Entitlement, narcissistic, comfortable with digital technology, and spend most of their time on social media. What do these words describe? According to many, these words describe a millennial. When I think of millennials, I must be honest and say the most common word that comes to mind is entitlement.
But is that always a negative connotation? I don’t think so. Millennials are probably one of the most misunderstood generations. To me, millennials' sense of entitlement reflects an attitude of an entrepreneur or self-starter willing to go the distance to meet their goals, whether in their career or finances. So, who are millennials? As I looked to our good friend, Merriam-Webster dictionary, a millennial is “a person born in the 1980’s or 1990’s-usually plural.”
I have provided financial advice to countless millennials and although they are often criticized for the financial decisions, I don’t see a real difference between how a millennial think of their finances compared to other generations. The key difference between millennials and their parents or grandparents is their approach to finding information.

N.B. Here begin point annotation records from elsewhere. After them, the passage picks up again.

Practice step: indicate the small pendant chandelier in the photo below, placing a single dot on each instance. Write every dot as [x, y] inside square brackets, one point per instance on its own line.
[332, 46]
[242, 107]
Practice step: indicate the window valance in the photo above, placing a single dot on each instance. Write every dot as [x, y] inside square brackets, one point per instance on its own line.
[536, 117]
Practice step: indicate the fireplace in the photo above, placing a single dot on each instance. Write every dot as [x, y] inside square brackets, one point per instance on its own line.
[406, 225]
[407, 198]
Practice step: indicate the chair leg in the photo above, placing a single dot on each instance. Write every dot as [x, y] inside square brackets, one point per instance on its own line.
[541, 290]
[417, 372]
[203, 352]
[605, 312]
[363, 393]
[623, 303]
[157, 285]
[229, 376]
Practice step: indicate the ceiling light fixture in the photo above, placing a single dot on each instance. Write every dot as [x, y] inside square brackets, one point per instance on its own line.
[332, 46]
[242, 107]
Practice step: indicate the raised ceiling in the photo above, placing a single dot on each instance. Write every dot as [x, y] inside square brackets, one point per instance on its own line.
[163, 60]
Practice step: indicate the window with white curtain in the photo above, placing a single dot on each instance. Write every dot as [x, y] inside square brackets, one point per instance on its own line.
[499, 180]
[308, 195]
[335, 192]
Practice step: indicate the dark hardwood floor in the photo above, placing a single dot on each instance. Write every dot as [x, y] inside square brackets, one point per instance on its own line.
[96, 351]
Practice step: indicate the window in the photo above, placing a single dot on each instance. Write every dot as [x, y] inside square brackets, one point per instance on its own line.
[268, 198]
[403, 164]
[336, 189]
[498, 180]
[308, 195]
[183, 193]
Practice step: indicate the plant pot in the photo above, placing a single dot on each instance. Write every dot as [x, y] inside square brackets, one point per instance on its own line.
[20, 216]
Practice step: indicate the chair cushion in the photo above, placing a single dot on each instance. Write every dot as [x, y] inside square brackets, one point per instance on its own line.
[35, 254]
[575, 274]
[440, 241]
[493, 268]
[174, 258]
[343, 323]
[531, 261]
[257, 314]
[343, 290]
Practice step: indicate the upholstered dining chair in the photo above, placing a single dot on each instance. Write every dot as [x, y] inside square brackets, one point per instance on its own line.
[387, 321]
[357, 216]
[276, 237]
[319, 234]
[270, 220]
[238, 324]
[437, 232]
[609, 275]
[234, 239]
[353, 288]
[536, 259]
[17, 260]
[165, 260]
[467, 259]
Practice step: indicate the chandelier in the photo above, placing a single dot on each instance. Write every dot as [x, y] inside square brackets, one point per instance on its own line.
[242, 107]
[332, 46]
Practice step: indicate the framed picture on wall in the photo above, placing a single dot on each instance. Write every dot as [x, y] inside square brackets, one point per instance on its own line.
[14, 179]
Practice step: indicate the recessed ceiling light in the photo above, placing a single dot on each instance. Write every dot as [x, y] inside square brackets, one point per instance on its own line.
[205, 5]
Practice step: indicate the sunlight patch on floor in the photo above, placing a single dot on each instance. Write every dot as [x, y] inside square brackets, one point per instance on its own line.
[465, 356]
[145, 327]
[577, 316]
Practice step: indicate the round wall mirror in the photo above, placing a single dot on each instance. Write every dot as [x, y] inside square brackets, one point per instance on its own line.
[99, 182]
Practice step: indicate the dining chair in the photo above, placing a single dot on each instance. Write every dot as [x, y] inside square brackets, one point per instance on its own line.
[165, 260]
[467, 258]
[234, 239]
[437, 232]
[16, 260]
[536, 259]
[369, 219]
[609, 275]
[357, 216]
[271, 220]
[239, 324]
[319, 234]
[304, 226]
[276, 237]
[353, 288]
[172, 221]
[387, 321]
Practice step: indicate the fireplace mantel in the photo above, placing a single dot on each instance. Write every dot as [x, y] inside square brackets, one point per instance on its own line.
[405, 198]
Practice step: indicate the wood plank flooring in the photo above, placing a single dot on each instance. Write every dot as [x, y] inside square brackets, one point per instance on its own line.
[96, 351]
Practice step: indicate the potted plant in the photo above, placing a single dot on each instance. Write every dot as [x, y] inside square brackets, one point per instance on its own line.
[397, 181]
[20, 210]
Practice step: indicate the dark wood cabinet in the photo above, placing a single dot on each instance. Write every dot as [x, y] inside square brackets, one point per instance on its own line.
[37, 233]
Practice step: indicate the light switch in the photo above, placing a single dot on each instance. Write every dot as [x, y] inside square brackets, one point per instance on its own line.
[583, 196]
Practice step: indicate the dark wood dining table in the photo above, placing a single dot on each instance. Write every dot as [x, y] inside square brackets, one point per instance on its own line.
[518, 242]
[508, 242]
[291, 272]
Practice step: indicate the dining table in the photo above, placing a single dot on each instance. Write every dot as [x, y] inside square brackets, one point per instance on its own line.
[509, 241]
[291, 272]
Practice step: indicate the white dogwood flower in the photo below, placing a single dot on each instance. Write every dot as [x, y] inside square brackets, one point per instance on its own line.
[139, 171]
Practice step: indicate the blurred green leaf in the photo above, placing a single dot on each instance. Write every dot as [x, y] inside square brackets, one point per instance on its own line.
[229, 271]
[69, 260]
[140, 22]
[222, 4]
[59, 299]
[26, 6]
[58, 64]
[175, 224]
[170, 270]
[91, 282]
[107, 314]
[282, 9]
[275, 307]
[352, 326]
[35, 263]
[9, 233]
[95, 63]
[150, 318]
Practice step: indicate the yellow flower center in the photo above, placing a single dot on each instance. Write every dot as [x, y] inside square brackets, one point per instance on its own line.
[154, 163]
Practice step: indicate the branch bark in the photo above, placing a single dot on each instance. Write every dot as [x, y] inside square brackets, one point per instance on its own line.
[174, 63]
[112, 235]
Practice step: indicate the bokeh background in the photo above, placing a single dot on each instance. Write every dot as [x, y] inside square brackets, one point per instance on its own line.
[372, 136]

Millennials typically use technology to improve their financial picture. They rely on a range of online tools because they think it is less consuming and more efficient to achieving their financial goals. Conversely, when I think of myself, a Gen Xer, I prefer meeting with an advisor to figure out my financial path when it comes to credit and investments. Although millennials have more resources at their fingertips to manage their own finances, like the generations before them, many are left to figure out finances on their own. That is not so different from when I was growing up.
Thinking back to your childhood, were you exposed to financial literacy courses or did you have to figure it out on our own? As I think back to my schooling, I must be honest and say as a Gen Xer, I was not formally taught financial literacy topics. My financial teacher was my dad. I think that is true today and true for millennials as well. I feel for millennials because they are at a critical age in their lives. In their late 20s and 30s, millennials are at the age when they are looking to purchase their first vehicle or home. They may also be thinking of long-term investment strategies. And when you start thinking about these things, it can seem overwhelming at times.
Strategies to Improve your Financial Picture
Millennials have one key advantage over previous generations. They are comfortable with technology and because of that, they have an easier way to strategize when it comes to their financial picture. But when I meet my current or prospective millennial customers and we discuss their financial picture, many of them don’t even know where to begin. There is an abundance of online financial tools and information but no one to answer their questions.
If you are looking to improve your financial picture, these are some strategies to help you get started:
- Know your debt-to-income ratio and track all your expenses. The first thing I talk about with my customers is understand their current monthly income and monthly expenses. This can put a lot of things into perspective for them right away. This will determine how much they can save and expenses they can do without to save more. Millennials also spent many years in college, earning their bachelor and graduate degrees. Most of them took out student loans and have credit card debt, which is why understanding their debt-to-income ratio is important. I then explore ways to consolidate their debt and lower their monthly payments and increase savings.
- Improve your credit score. A good credit score can ensure better rates when you take out a personal or mortgage loan. Many millennials are just beginning to build credit and I typically suggest ways they can repair or improve their credit by looking at their unique financial picture.
- Know ways to earn passive income or increase savings. Some funds are good if you are investing for retirement and others are good if you are investing for your next vacation. Since millennials are technology-forward, I find that some can be overzealous with the latest trends in cryptocurrency or investing in a new tech startup. Instead of chasing the latest trends, I work with millennials to know their risk tolerance and long-term goals. I then advise them on how best they can attain their lifestyle goals.
After discussing the above, this is typically when I will pass the baton. Because of millennials’ comfort level in investigating financial tools, in some cases, they will do the research on their own. My focus is then to follow up with them - Did they hold up their end of the bargain to track their expenses or keep within budget?
Building a relationship with my customers is important to me and following up with them ensures I am on task to helping them meet their goals. For those who are focused on the end goal, which I genuinely think is a positive quality many millennials possess, they are headed down the path of improving their financial picture.
Many millennials rarely think about their financial picture until they need to make big life decisions. But the sooner you start this conversation with a banker, the quicker you will be able to achieve your life goals.